La función se inicia con preguntas al público sobre su lugar de origen y su familia. La mayoría es del cantón de Escazú y se conocen entre sí. El auditorio necesitó más sillas. La obra concluye de forma festiva con un baile que nos relaja, para luego compartir reflexiones e interrogantes sobre la migración, sus derechos laborales, el sufrimiento al dejar a la familia, las guerras, la adaptación, el reinicio, la explotación laboral, los trabajos ambulantes y las huidas como nuevos quehaceres y aprendizajes para la sobrevivencia. No podemos seguir calladas ante la explotación del trabajo servil, de la mano de obra barata, de la esclavitud de mujeres que trabajan "cama adentro", de las bananeras, de los recolectores de café.
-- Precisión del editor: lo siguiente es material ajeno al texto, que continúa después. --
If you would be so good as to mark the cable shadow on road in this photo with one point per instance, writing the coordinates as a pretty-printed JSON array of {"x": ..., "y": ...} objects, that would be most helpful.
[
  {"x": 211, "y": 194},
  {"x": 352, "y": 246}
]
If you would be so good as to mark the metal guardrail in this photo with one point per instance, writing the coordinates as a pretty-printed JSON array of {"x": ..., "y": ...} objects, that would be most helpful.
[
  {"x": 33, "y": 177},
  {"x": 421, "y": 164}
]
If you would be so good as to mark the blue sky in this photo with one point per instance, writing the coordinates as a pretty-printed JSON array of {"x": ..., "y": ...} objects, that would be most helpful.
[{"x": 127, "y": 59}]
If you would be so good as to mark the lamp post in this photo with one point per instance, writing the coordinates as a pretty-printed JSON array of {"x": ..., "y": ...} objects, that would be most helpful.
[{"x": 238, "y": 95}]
No se tocó el punto álgido de las trabajadoras sexuales esclavas, que es un mercado exótico, como el de las aves, por su aumento.
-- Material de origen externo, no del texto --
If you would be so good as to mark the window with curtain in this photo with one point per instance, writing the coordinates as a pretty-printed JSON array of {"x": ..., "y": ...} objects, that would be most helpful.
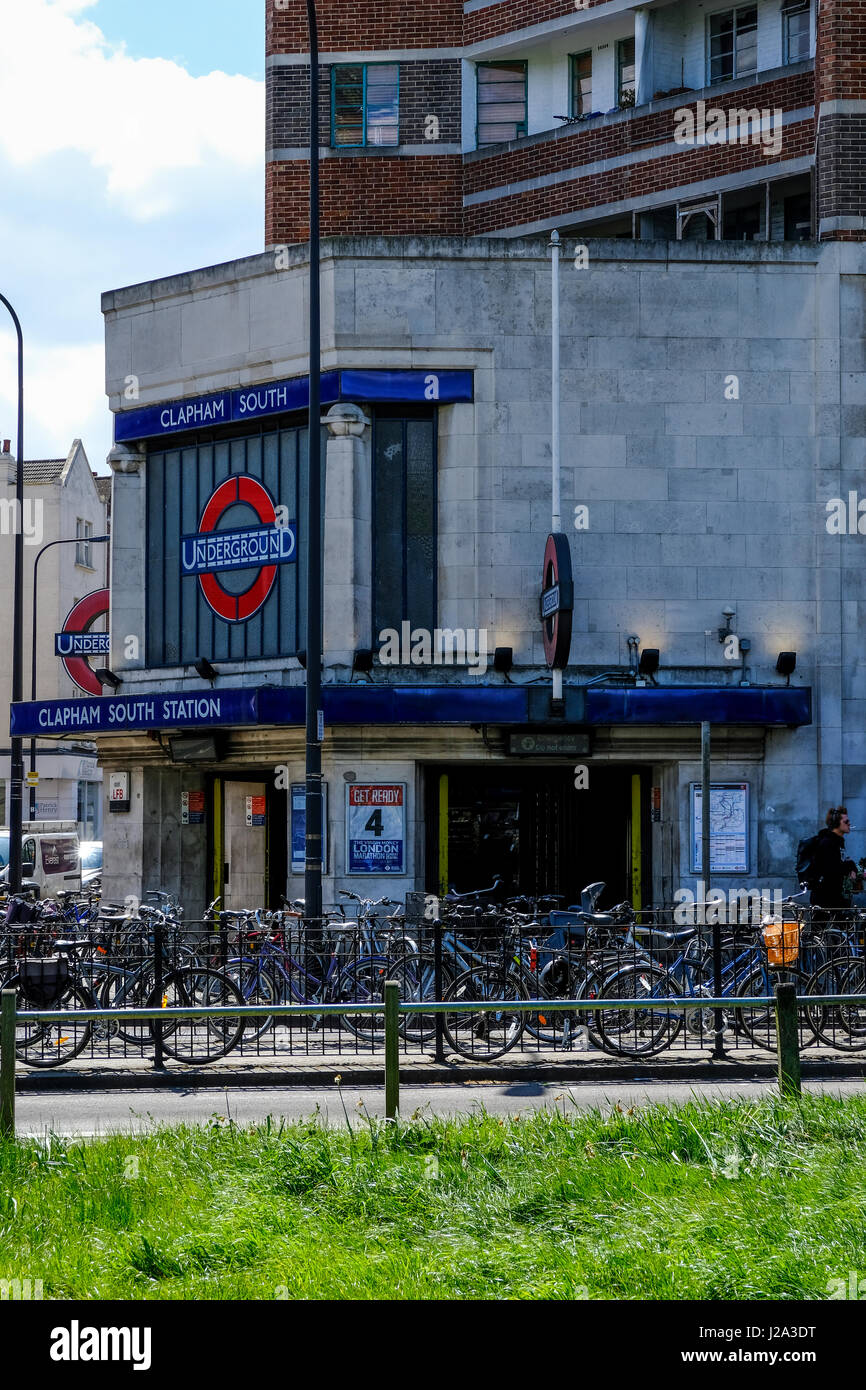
[
  {"x": 502, "y": 102},
  {"x": 364, "y": 104},
  {"x": 733, "y": 43},
  {"x": 581, "y": 84},
  {"x": 795, "y": 31},
  {"x": 624, "y": 72}
]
Si yo no tengo un lugar es una provocadora puesta en escena que nos devana los sesos. ¿Cómo es posible que sigamos insensibles? Nos invita a volver a ver la migración con otras miradas, al "otro", a la alteridad, con historias de vida. No se comprende esa humanidad, a esa mujer migrante embarazada, madre, artista, anciana, empobrecida, que deja sus países para nunca más volver porque todo se muere cada día. Ser ríos, tierra, naturaleza en cualquier punto del planeta debería ser un derecho humano, sin fronteras, y las cacerías continúan en este filme de nunca acabar. Es cierto que la efervescencia catártica nos libera un ratito, pero también nos pellizca a amar nuestro tránsito, a ser sororas, empáticas. El teatro nos insta a revisarnos, a hablar, a empoderarnos, a tener capacidad organizativa con los grupos, a ser y rehacer nuestras vidas, porque somos colectivos, y a denunciar que quieren convertir la tierra en un campo minado de inhumanidad. Somos grupos humanos comprensivos y compasivos, y el vil egoísmo, el individualismo y el narcisismo son caldo de cultivo de las perversiones capitalistas. Hacemos el trabajo cooperativo y creativo; transformamos las vidas en grupos humanos. Como decía Augusto Boal, del Teatro del Oprimido de los años sesenta, "vamos a cuestionar su realidad y buscar un cambio (…) El oprimido debe liberarse a sí mismo y el teatro fue creado a partir del momento en que los seres humanos comenzaron a mirarse a sí mismos en acción". ¿Acaso cuesta tanto "vivir mi vida"? "Voy a escuchar el silencio para encontrar el camino (…)". Es cierto que el maná no cae del cielo. La tierra es nuestra casa y el sol sale para todos y todas. No esperemos a Godot: "No pasa nada. / Nadie viene, nadie va. / Es horrible". Samuel Beckett.